Although only two colleagues dared confirm Ivanov’s story, public supporters quickly founded a Facebook group which petitioned the European Parliament on his behalf. As a result, the European Commission covered the donations scheme in its monitoring report on Bulgaria in July 2011, concluding that the donations threatened to undermine unbiased police investigations. Bulgaria’s prime minister subsequently banned secret payments, establishing instead a public online register of donations.

Ensuring new laws protect all whistleblowers

Despite this gain, Ivanov remained unemployed and his family suffered. With no whistleblower protection law, he lacked legal recourse to seek reinstatement or compensation for damage to his career and reputation.

If Bulgaria transposes the EU Directive without widening its coverage to include all breaches of law, whistleblowers like Ivanov will still lack protection.
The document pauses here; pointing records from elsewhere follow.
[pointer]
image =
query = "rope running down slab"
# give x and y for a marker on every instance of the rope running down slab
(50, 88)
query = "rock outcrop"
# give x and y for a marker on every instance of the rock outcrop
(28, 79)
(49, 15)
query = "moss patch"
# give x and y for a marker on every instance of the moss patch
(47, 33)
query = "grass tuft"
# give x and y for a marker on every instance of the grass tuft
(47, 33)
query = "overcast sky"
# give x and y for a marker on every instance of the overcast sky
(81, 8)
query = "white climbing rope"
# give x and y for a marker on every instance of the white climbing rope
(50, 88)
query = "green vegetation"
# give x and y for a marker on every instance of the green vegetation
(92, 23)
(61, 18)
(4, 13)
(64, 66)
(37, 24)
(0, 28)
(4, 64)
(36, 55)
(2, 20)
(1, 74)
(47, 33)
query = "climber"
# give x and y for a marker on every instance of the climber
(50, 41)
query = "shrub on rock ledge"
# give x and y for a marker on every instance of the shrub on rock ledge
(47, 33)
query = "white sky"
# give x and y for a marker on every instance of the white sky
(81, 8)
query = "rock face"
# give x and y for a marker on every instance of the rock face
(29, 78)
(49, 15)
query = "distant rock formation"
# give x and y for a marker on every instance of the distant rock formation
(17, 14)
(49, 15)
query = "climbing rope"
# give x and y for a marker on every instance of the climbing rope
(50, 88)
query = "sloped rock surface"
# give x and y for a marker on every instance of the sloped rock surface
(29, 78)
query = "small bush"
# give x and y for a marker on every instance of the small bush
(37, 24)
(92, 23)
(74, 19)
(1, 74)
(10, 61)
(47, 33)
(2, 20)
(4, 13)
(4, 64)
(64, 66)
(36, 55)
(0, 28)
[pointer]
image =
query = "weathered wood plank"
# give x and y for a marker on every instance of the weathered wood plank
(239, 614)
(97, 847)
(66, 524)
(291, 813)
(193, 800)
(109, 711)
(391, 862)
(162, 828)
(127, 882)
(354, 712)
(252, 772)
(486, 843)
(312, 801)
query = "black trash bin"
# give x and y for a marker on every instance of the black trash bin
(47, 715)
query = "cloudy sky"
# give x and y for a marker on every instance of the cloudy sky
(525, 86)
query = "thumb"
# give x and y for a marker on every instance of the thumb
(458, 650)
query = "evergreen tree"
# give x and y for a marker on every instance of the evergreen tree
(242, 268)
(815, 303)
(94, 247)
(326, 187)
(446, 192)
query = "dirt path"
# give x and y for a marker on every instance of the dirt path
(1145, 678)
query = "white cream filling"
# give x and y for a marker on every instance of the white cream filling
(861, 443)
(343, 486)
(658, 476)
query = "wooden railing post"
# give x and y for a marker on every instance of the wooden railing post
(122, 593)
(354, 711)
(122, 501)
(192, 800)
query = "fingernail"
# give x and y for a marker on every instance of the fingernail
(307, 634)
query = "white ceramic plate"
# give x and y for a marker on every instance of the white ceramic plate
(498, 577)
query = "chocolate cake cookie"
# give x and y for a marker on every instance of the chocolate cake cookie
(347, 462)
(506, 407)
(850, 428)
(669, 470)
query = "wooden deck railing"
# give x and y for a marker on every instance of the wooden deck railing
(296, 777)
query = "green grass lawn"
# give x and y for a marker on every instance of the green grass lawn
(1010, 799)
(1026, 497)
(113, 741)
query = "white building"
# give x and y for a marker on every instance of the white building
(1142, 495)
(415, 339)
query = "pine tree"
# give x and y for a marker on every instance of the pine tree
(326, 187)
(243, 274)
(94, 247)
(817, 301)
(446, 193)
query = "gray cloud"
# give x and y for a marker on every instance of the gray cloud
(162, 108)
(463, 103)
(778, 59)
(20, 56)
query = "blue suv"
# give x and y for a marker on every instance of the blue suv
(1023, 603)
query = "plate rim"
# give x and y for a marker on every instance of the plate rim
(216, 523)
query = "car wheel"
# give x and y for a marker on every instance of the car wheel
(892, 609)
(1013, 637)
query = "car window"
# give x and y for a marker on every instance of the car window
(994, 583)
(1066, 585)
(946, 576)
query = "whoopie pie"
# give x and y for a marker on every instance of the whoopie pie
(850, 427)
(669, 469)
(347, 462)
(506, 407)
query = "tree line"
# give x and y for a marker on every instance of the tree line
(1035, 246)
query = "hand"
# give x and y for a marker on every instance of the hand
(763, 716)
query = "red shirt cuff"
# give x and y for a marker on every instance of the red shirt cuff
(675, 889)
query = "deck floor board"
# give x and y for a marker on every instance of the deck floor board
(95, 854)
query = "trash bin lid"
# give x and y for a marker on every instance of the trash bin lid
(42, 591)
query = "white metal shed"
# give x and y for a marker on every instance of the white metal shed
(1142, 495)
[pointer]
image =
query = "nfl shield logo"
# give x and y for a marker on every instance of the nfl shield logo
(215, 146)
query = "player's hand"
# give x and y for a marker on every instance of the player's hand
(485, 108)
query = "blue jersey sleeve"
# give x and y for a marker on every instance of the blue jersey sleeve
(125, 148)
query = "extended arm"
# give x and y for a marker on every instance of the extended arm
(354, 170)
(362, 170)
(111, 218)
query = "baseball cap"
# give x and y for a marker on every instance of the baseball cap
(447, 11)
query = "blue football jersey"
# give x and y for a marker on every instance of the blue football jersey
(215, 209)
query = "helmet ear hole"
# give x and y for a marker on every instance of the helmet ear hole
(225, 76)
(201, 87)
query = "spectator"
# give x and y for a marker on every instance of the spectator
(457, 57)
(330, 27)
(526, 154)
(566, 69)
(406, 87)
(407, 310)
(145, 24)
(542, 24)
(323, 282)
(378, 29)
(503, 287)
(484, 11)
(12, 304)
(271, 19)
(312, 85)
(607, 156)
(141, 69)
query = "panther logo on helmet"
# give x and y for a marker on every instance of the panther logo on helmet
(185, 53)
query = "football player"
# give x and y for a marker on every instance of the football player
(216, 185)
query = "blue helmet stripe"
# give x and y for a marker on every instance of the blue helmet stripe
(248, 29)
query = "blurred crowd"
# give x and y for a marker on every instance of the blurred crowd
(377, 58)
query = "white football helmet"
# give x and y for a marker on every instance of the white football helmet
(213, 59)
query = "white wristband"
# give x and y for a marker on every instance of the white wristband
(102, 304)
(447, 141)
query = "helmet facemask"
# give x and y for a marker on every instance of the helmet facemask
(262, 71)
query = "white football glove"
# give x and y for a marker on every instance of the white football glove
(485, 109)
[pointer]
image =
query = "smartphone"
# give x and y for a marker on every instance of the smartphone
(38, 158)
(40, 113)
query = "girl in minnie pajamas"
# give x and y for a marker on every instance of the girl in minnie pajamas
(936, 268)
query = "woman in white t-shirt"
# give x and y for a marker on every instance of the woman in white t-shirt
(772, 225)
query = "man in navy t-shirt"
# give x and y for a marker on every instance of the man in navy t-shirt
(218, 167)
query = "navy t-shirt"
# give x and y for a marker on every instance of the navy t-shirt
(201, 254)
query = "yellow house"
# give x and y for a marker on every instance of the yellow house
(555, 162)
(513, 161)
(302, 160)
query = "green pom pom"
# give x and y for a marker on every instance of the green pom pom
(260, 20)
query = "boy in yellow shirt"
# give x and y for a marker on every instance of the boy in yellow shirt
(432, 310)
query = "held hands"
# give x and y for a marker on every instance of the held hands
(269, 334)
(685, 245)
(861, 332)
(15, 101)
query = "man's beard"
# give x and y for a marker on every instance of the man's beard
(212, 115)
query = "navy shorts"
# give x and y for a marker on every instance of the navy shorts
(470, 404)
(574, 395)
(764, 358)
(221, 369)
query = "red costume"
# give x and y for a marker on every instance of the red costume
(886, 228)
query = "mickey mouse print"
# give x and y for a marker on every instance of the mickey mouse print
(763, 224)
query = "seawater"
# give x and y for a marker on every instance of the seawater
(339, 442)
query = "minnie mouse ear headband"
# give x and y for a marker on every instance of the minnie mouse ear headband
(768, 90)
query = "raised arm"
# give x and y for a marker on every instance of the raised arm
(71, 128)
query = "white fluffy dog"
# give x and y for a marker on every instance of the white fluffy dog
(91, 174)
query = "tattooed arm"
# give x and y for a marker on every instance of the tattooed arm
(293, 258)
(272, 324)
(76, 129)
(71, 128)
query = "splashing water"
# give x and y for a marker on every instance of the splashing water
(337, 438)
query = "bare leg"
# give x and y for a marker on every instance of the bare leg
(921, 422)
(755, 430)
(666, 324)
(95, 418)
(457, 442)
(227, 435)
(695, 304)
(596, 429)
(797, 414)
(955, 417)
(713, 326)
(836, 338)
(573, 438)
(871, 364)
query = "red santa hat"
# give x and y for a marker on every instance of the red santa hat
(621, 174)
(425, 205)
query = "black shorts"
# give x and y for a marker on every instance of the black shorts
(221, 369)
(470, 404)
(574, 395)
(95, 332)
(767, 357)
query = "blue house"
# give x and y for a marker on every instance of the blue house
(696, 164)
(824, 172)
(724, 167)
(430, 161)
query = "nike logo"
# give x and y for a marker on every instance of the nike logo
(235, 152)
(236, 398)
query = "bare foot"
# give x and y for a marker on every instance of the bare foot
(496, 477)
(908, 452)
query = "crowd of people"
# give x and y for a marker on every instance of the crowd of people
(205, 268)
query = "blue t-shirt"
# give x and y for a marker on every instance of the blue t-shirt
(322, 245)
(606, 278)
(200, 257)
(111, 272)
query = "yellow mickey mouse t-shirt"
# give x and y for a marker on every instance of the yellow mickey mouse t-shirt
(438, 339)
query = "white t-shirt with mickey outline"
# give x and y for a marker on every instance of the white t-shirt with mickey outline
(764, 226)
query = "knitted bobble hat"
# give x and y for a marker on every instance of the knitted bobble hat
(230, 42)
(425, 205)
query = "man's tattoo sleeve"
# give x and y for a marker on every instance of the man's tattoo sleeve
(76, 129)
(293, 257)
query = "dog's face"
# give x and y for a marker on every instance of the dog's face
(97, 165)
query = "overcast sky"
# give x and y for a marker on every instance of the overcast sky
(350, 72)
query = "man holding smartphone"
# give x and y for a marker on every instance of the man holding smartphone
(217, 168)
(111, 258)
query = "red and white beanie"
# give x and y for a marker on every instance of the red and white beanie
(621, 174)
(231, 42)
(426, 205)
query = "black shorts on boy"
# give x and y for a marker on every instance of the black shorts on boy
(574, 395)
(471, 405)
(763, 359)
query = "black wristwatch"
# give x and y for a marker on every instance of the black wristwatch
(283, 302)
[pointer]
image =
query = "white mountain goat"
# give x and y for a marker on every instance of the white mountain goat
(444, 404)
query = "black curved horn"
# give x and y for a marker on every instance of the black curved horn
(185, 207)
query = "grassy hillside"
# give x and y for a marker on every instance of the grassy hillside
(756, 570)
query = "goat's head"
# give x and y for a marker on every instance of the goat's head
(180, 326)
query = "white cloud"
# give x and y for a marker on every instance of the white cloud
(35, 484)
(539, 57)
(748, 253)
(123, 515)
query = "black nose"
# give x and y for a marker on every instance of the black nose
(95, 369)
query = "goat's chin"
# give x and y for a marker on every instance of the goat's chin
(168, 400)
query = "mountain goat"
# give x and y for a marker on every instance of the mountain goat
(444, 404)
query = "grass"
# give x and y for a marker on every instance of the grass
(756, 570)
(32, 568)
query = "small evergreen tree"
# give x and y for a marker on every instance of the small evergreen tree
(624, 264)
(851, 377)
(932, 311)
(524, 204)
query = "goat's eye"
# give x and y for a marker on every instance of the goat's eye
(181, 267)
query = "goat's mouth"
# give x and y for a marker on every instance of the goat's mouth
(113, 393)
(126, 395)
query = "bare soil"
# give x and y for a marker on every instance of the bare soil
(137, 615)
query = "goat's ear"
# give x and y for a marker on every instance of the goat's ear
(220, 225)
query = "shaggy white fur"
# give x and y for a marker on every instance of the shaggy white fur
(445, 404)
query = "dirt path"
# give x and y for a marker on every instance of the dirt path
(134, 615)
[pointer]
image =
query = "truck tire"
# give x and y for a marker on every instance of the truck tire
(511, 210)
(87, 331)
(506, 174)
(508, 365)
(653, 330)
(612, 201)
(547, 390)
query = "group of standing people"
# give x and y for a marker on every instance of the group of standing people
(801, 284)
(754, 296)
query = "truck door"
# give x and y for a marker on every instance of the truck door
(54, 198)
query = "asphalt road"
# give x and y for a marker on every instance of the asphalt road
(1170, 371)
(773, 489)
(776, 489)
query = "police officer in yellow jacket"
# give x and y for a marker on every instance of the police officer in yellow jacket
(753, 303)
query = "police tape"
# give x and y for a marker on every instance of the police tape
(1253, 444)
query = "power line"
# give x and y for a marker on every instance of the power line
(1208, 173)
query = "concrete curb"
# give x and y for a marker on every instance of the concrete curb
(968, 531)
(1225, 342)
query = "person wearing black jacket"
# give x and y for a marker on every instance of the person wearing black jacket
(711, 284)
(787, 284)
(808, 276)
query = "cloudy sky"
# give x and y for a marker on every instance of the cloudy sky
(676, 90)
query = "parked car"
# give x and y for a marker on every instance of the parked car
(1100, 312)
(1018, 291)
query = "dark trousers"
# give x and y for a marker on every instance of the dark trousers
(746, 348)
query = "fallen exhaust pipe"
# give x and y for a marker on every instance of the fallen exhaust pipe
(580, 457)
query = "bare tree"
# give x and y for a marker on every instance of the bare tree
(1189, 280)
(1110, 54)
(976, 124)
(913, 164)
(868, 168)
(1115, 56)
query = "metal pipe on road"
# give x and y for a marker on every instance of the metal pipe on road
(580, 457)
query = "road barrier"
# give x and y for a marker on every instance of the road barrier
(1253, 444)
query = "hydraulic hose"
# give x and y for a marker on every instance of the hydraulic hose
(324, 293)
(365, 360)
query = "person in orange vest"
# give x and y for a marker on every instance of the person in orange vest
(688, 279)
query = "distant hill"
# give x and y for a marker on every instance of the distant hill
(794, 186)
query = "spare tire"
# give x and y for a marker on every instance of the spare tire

But by enhancing the directive when passing it into law, EU states can change the system, making people feel safe and supported to speak up – with major benefits across society.

Although the UK is no longer an EU member, a whistleblower case relating to the country’s 2016 Brexit referendum shows the importance of having whistleblower laws with a broad scope. After the referendum, volunteer Shamir Sanni revealed to The Observer that the Vote Leave campaign had broken electoral rules to gain an advantage in the closely fought race.

Whistleblowing to safeguard democracy

Two weeks before polling day, when Vote Leave were close to the legal campaign spending limit, they received a donation of £1 million (US$1.2 million). Aware that this would break regulations, they donated £625,000 (US$670,000) to BeLeave, a pro-Brexit youth group. But Sanni quickly realised that BeLeave wasn’t free to use the money. Instead, it was spent on social media advertising for Vote Leave. Although a committed Eurosceptic, Sanni felt duty-bound to speak out.

As a result, Vote Leave was referred to the UK Electoral Commission and found guilty in 2018 of breaking electoral law. But Sanni paid a high price. Alienated by fellow campaigners, he was fired from his job at the pro-Brexit TaxPayers’ Alliance and outed as gay in a statement from the prime minister’s office – a breach of privacy which he explained was particularly traumatic for a British-Pakistani Muslim.

Sanni emphasised that the scandal was not just about the referendum, but about protecting democracy. Yet even with so much at stake, a case like this wouldn’t be covered by the EU directive. Similarly, someone in the position of the US Ukrainegate whistleblower wouldn’t be covered. The allegations that President Trump abused his office by attempting to pressure Ukraine’s president into investigating one of Trump’s political rivals led to impeachment proceedings against the US president.

Passing national laws that give full protection

Cases like these show it is vital that when EU countries pass the directive into national law, they go beyond its requirements, closing loopholes and ensuring comprehensive protection of all whistleblowers.

People need to know they have full legal protection if they speak up, so they feel safe enough to raise concerns. Without such laws, wrongdoing can go unreported and citizens lose out. That’s why Europe’s people must press national lawmakers to pass whistleblower legislation that surpasses the directive’s provisions – including covering all breaches of law in all areas.

Whistleblowers are essential, often revealing vital information in the public interest. Passing the EU Whistleblower Directive into national law offers a chance to establish full legal protection and a culture of support for speaking up. It’s an opportunity that countries – and their people – can’t afford to miss.